Is a Profit Sharing Plan a Qualified Plan?
A profit sharing plan can become a qualified retirement plan by meeting specific government guidelines, unlocking significant tax efficiencies for employers and employees.
A profit sharing plan can become a qualified retirement plan by meeting specific government guidelines, unlocking significant tax efficiencies for employers and employees.
A profit sharing plan can be a qualified retirement plan if it adheres to government regulations. As a type of defined contribution plan, employers have the flexibility to make contributions for their employees but are not required to do so every year. To receive tax advantages, a profit sharing plan must achieve “qualified” status by meeting federal requirements. These rules ensure the plan is maintained for the benefit of employees rather than exclusively for owners and top executives.
A qualified plan is an employer-sponsored retirement plan that meets the requirements of the Internal Revenue Code (IRC) and the Employee Retirement Income Security Act of 1974 (ERISA). These federal laws establish minimum standards for most retirement plans in private industry. Common examples of qualified plans include 401(k)s, defined benefit pensions, and profit sharing plans.
The principle of a qualified plan is a trade-off between the employer and the government. In exchange for adhering to federal rules about plan operations, participation, funding, and vesting, the employer and its employees receive tax benefits. These rules ensure the plan is operated for the exclusive benefit of employees and their beneficiaries and does not unfairly favor a company’s highest-paid employees.

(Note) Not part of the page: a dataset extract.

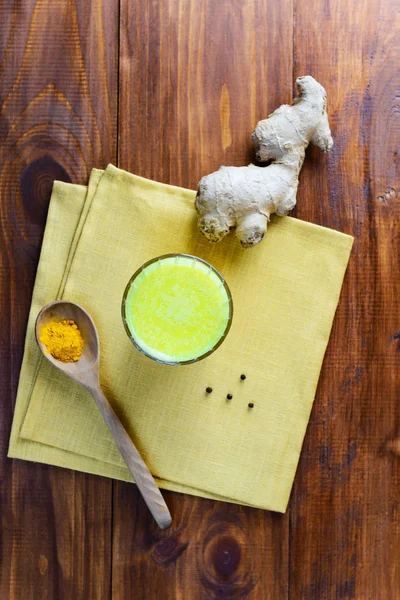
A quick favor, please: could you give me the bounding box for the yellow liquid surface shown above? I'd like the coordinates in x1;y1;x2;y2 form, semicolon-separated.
125;257;231;363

The plan must adhere to minimum participation standards. Under IRC section 410, a plan cannot require an employee to be older than 21 or have completed more than one year of service to participate. A year of service is defined as a 12-month period in which the employee works at least 1,000 hours. Once an employee meets these requirements, they must be allowed to enter the plan on the next semi-annual entry date, such as January 1 or July 1.
Although employer contributions are discretionary, the method for allocating them among participants must be defined in the plan document and followed consistently. A common allocation method is the “comp-to-comp” formula, where each employee receives a contribution proportional to their compensation. For 2025, total annual additions to a participant’s account, including employer contributions and allocated forfeitures, cannot exceed the lesser of 100% of their compensation or $70,000.
Participants gain ownership of employer contributions through a vesting schedule, which is the process of earning the right to those benefits. The Internal Revenue Code permits two primary vesting schedules for employer contributions. A “3-year cliff” schedule means an employee is 100% vested after three years of service. A “2-to-6 year graded” schedule gradually vests the employee, starting at 20% after two years and increasing by 20% each year until reaching 100% after six years.
A plan must pass annual non-discrimination tests. For 2025, a highly compensated employee (HCE) is defined by ownership or compensation. An HCE is any individual who owned more than 5% of the business or an employee who earned more than $160,000 in the preceding year. Employers can elect to limit the compensation-based group to only the top 20% of employees by pay. These tests analyze contribution percentages to ensure the plan provides benefits to the entire workforce.
Meeting the requirements for a qualified plan provides tax advantages for the employer and employees. For the business, contributions are tax-deductible for the year they are made, reducing the company’s taxable income. This deduction is limited to 25% of the total compensation paid to all eligible participants for the year.
Employees also receive tax benefits. Employer contributions to an employee’s account are not considered taxable income for that year. Investment earnings and growth within the plan accumulate on a tax-deferred basis. Taxes are not paid on contributions or earnings until the funds are withdrawn, at which point they are taxed as ordinary income.
Establishing a profit sharing plan begins with choosing a plan provider or custodian, such as a bank or mutual fund company. The employer must then adopt a formal written plan document that outlines all rules of operation. A trust must also be established to hold the plan’s assets for the exclusive benefit of the participants.
Ongoing administration requires the employer to follow the plan document when making any discretionary contributions. An annual task for most plans is filing Form 5500, Annual Return/Report of Employee Benefit Plan, with the Department of Labor. Plans with fewer than 100 participants file Form 5500-SF, while one-participant plans with assets over $250,000 file Form 5500-EZ.
Plans with 100 or more participants are considered large plans and must file the standard Form 5500, which includes an audit report from an independent public accountant. The plan administrator also manages participant activities, such as processing distributions and administering plan loans, according to the plan document.